I thank God that He sent His Son to atone for my filthy sins. He did what I cannot do, so with faith as that of a child, I surrender; I trust the One who cleansed me white as snow.
” Come, let us settle this,’ says the Lord. ‘Though your sins are scarlet they will be as white as snow; though they are crimson red, they will be like wool. If you are willing and obedient you will eat the good things of the land. But if you refuse and rebel, you will be devoured by the sword.’ For the mouth of the Lord has spoken.”
As I study the scriptures to draw near to the Lord, I want to know my Father’s mind. I did a quick Google search and found that wool is a durable fiber that resists wear. It will shed water and regulate body temperature (keeping the body cool and refreshed). Not only is wool mold and mildew resistant, but it resists odor and fire. What have I to fear? Nothing! He has made my sins as white as snow and like wool that has no stench and can resist the fire of Hell. Not because of anything I have done, but because of His righteousness. With His enduring love and compassion, He has saved me from an eternity of Hell that I deserve to live with Him in glory forever and ever!

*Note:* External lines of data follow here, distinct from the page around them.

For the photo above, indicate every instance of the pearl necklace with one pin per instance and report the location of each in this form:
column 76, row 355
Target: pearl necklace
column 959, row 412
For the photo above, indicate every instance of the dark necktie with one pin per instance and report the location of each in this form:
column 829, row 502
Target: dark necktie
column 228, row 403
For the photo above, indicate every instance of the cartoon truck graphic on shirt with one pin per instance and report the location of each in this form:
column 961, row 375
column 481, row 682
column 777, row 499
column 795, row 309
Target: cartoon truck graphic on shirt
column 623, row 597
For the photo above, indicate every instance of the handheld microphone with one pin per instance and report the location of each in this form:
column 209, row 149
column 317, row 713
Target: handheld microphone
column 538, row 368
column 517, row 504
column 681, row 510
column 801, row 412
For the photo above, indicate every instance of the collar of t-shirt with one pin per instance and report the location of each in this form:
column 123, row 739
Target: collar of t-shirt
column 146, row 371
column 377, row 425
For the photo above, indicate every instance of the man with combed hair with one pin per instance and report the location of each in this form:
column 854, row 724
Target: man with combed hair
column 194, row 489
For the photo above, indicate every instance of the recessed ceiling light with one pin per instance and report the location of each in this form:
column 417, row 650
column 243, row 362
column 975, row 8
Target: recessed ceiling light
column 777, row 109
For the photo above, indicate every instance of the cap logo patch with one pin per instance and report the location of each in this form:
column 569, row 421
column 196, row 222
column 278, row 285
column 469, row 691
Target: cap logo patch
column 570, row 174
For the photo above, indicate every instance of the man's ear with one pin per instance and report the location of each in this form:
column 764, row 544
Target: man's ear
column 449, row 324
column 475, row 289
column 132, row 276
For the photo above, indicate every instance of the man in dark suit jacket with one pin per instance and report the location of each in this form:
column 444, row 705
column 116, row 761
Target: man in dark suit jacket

“For great is your steadfast love toward me, you have delivered my soul from the depths of Sheol.”
As chaos ensues around me, I can hold fast and stand firm on His promises. I know full well that He is faithful. He has been merciful to me and shown me His favor time and time again. He has called me friend. (John 15:15) He is my peace. (Isaiah 53:5) I praise Him for I am fearfully and wonderfully made! (Psalm 139:14) Hallelujah!
On the night of October 22, 1983 my pastor had a dream. I praise God for giving Carl Campbell that dream and for the fact that he was obedient to our Lord and Savior. I was ten years old and had already made a private confession of faith by repenting of my sins and asking Jesus to live inside of my heart. I had been convicted for quite a while to make a public profession of faith. However, week after week, I would not step out from the security of my pew and take the walk down the aisle, but October 23, 1983 was a different day.
I have no idea what Elder Carl Campbell preached about that Sunday morning. I just remember when the pianist and song leader were about to stop the invitational hymn that my preacher would not let them. He said that he had a dream on the night before that someone really needed to walk down that aisle on this particular day, and that we were not leaving until he had peace over the situation. I was only ten, and I don’t recall the song or how many verses we sang, but I know that we sang for a while.
If I remember correctly, a young lady finally went down front during that altar call and made her public profession of faith. We all thought, “Well good, we can go home now.” Not so quick! Brother Carl said that he knew in his heart that there was another person who had to come down that day before we left church, so we sang and sang. Finally, I surrendered. I looked up at Mama and said, “I want to go.” I asked her to walk with me, and she did.
I was a very timid child, and I often wonder if my life would have taken a different turn had a man named Carl Campbell not obeyed God that day. What if Mama had not taken me to church that Sunday? I have been thinking a lot about this lately, and I truly believe that when God says, “Move,” we better move. When, He says, “Speak,” we best speak. I am thankful for the faithful saints who led the way before me. They obeyed God, and it has made all the difference.